Они шли не торопясь, так как ветер качал их шаг и пыль забивала глаза.
От Тарасюка, захватив его с собой, пошли домой, к Лузе. Тарасюк мог теперь говорить только о японцах, строящихся за рекой. Он точно знал, какой у них рабочий день, какие батальоны идут впереди, а какие отстают.
Он крутил головой, не глядя на инженера, и говорил со значением:
— Ловко они работают, товарищ начальник!
Зверичев отмахивался:
— Японцы не строят, а устраиваются.
Но Лузу больше всего волновали шпионы, и он свернул разговор на свое:
— Вот я вам сейчас одну историю расскажу, — сказал он, прихлебывая чай. — Обыкновенная совсем как будто история, а вы подмечайте, что в ней заложено. Вот слушайте… В году двадцать первом, когда закончилась японская интервенция, ихний народишко повалил домой. Такие, которые по двадцать лет жили у нас, и те раз-раз — и на пароход. Мало ли что, мол, будет. Вот в одном городишке, в каком — не скажу, заварилась эта самая паника — отъезжать. Все попродали добро и едут. Приходит в прокаженный дом старуха, бледная такая японская женщина, и говорит… Тут хорошенько слушайте, что она будет говорить. И говорит: вот, мол, уезжаю, такое смутное, мол, время, и вот советуюсь, как быть. Есть у меня, говорит, сын, лет семнадцати парень, теперь признаюсь вам — он прокаженный, а жил со мной. Вынимает она удостоверение, что-де такой-то и такой-то японец болен проказой и надлежит его поместить в заразный дом. А она, значит, в свое время бумажку-то получила, а парня своего не отдала и держала дома. Кто там будет проверять? Кругом война. А тут этот японец со своей проказой. Ну, все, конечно, забыли. А она жила тихо. Вот она и спрашивает: как же мне, говорит, его домой везти? Имею, мол, право, или это преследуется?
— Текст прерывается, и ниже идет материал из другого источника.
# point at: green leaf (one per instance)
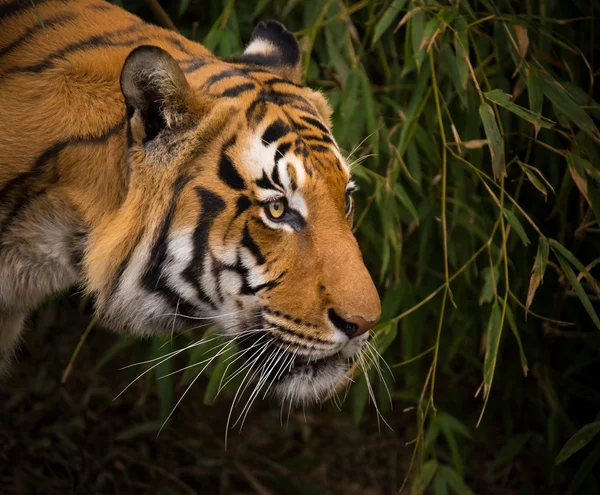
(572, 259)
(583, 297)
(537, 271)
(510, 450)
(535, 93)
(454, 480)
(402, 195)
(491, 348)
(383, 335)
(183, 6)
(440, 487)
(386, 19)
(461, 47)
(217, 375)
(536, 178)
(584, 470)
(498, 97)
(557, 94)
(516, 225)
(165, 383)
(370, 112)
(495, 140)
(515, 330)
(360, 395)
(490, 282)
(584, 436)
(428, 471)
(417, 28)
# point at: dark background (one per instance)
(541, 371)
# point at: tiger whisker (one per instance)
(191, 385)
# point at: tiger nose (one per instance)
(353, 326)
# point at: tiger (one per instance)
(176, 188)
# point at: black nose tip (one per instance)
(353, 326)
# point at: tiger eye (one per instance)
(276, 209)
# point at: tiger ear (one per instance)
(157, 94)
(275, 48)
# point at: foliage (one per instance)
(471, 126)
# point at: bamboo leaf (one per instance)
(454, 480)
(406, 201)
(491, 348)
(535, 94)
(504, 100)
(574, 444)
(516, 225)
(572, 259)
(495, 140)
(515, 330)
(387, 18)
(557, 94)
(217, 375)
(427, 473)
(577, 287)
(461, 47)
(537, 271)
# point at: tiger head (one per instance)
(239, 210)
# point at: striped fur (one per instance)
(137, 164)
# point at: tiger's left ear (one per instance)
(156, 92)
(275, 48)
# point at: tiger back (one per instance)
(173, 186)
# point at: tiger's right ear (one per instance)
(157, 94)
(275, 48)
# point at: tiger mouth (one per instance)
(293, 377)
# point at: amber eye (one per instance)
(275, 209)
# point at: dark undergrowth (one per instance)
(478, 217)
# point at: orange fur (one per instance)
(116, 189)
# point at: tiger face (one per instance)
(239, 210)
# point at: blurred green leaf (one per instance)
(391, 13)
(496, 143)
(454, 480)
(584, 436)
(428, 471)
(556, 93)
(537, 272)
(500, 98)
(577, 287)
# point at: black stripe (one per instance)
(48, 24)
(317, 138)
(243, 203)
(315, 123)
(153, 279)
(237, 90)
(17, 6)
(275, 176)
(95, 41)
(279, 80)
(256, 111)
(281, 150)
(212, 206)
(116, 280)
(227, 171)
(265, 183)
(225, 75)
(216, 268)
(275, 131)
(17, 192)
(195, 66)
(250, 245)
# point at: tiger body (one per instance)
(140, 166)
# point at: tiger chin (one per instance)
(177, 188)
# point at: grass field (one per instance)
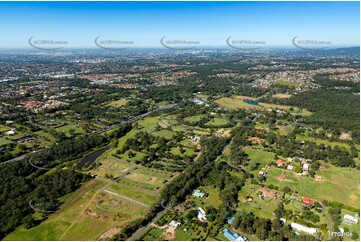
(153, 234)
(118, 103)
(233, 103)
(323, 141)
(167, 134)
(4, 128)
(117, 166)
(263, 157)
(286, 83)
(285, 129)
(187, 151)
(337, 184)
(146, 178)
(149, 124)
(194, 119)
(217, 122)
(212, 199)
(4, 141)
(281, 95)
(45, 135)
(260, 207)
(72, 223)
(65, 129)
(140, 195)
(236, 103)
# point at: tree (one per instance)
(28, 221)
(354, 236)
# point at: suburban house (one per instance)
(268, 193)
(198, 194)
(174, 223)
(234, 236)
(304, 229)
(280, 162)
(307, 201)
(350, 219)
(201, 215)
(306, 167)
(229, 219)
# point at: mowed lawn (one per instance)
(337, 184)
(263, 157)
(4, 141)
(167, 134)
(140, 195)
(118, 103)
(286, 83)
(146, 178)
(260, 207)
(323, 141)
(217, 122)
(233, 103)
(281, 95)
(72, 223)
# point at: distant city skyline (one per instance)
(207, 24)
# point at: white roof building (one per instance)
(301, 228)
(201, 215)
(350, 218)
(306, 167)
(174, 223)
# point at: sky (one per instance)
(209, 23)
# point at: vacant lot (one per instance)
(217, 122)
(286, 83)
(167, 134)
(72, 222)
(322, 141)
(140, 195)
(281, 95)
(146, 178)
(255, 155)
(4, 141)
(117, 104)
(337, 184)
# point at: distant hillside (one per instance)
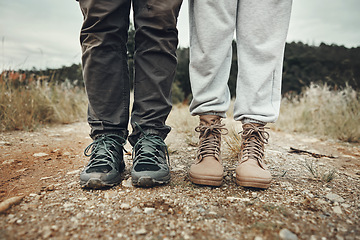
(334, 65)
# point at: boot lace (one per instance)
(210, 140)
(252, 147)
(147, 152)
(101, 151)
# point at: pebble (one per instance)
(337, 210)
(334, 197)
(125, 206)
(136, 210)
(73, 172)
(127, 183)
(149, 210)
(9, 161)
(40, 154)
(286, 234)
(141, 231)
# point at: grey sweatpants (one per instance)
(261, 28)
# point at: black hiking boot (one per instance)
(106, 162)
(150, 161)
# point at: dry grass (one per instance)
(26, 107)
(320, 111)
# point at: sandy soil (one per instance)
(44, 166)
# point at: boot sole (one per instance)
(208, 182)
(146, 181)
(260, 183)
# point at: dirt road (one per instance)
(44, 166)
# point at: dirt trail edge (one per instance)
(44, 166)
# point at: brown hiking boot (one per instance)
(208, 169)
(252, 171)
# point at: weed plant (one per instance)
(24, 107)
(324, 112)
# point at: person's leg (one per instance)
(103, 41)
(104, 58)
(261, 33)
(156, 40)
(212, 26)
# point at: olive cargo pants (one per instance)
(103, 39)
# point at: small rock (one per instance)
(313, 237)
(141, 231)
(68, 205)
(136, 210)
(44, 178)
(46, 232)
(212, 213)
(40, 154)
(334, 197)
(127, 183)
(50, 188)
(9, 161)
(286, 234)
(337, 210)
(73, 172)
(110, 194)
(5, 143)
(149, 210)
(125, 206)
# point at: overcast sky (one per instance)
(45, 33)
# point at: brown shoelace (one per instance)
(210, 140)
(252, 147)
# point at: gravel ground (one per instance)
(44, 166)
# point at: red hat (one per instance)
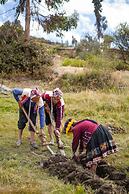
(35, 92)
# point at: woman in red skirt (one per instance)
(91, 142)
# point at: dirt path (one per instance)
(60, 70)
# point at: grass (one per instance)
(19, 167)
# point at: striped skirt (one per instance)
(100, 145)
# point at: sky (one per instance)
(115, 11)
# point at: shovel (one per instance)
(32, 125)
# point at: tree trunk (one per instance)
(27, 21)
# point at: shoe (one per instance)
(51, 142)
(34, 145)
(19, 142)
(60, 144)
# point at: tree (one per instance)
(10, 32)
(101, 21)
(88, 45)
(107, 40)
(121, 39)
(55, 21)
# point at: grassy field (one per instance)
(19, 168)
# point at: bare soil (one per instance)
(107, 181)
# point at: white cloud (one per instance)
(116, 12)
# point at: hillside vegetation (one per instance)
(99, 91)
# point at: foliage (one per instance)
(107, 40)
(91, 80)
(28, 59)
(16, 57)
(20, 171)
(121, 39)
(10, 32)
(101, 21)
(74, 62)
(55, 19)
(122, 66)
(88, 44)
Что-нибудь в таком роде. Ей говорят, конечно, не имеет, и что парня давай сюда, в дом, а там, если и война с Японией, его все равно не выгонят, не бросят, а будут содержать, как прокаженного. Он, как бы сказать, теперь и не японец, просто заразный человек.
Ну, если так, так так. Старуха подчинилась, парня записали по удостоверению и — в палату. А она и говорит: вы его все-таки не очень строго держите, он один остается японец, и я, старуха, уезжаю, он один на белом свете и не имеет понятия, что такой заразный. Я, говорит, не давала ему понять это. Ну, знаешь наших докторов? Да, да, мамаша, будет, мол, все учитываться, поезжайте себе спокойно на ваши острова. А парня — в камеру. Просто и не осматривали, раз удостоверение имеется. А парень дикий, нелюдимый, все плачет, все зовет: «Мама, мама», — а с ним даже некому поговорить по-японски. Только какая-нибудь дверь откроется — он шмыг в нее, как мышь. Ночь, полночь, зима холодная — ему все равно. Только бы убежать. И так навострился, что, бывало, суток по-трое, говорят, бегал. А потом ничего. Придет, сопит носом, ест, пьет. Ну, в общем, долго ли, коротко ли, а в этом году его накрыли с поличным — шпион. Сделали анализ — и ни черта подобного, никакой он не прокаженный, можете себе представить. Обыкновенный здоровый шпион!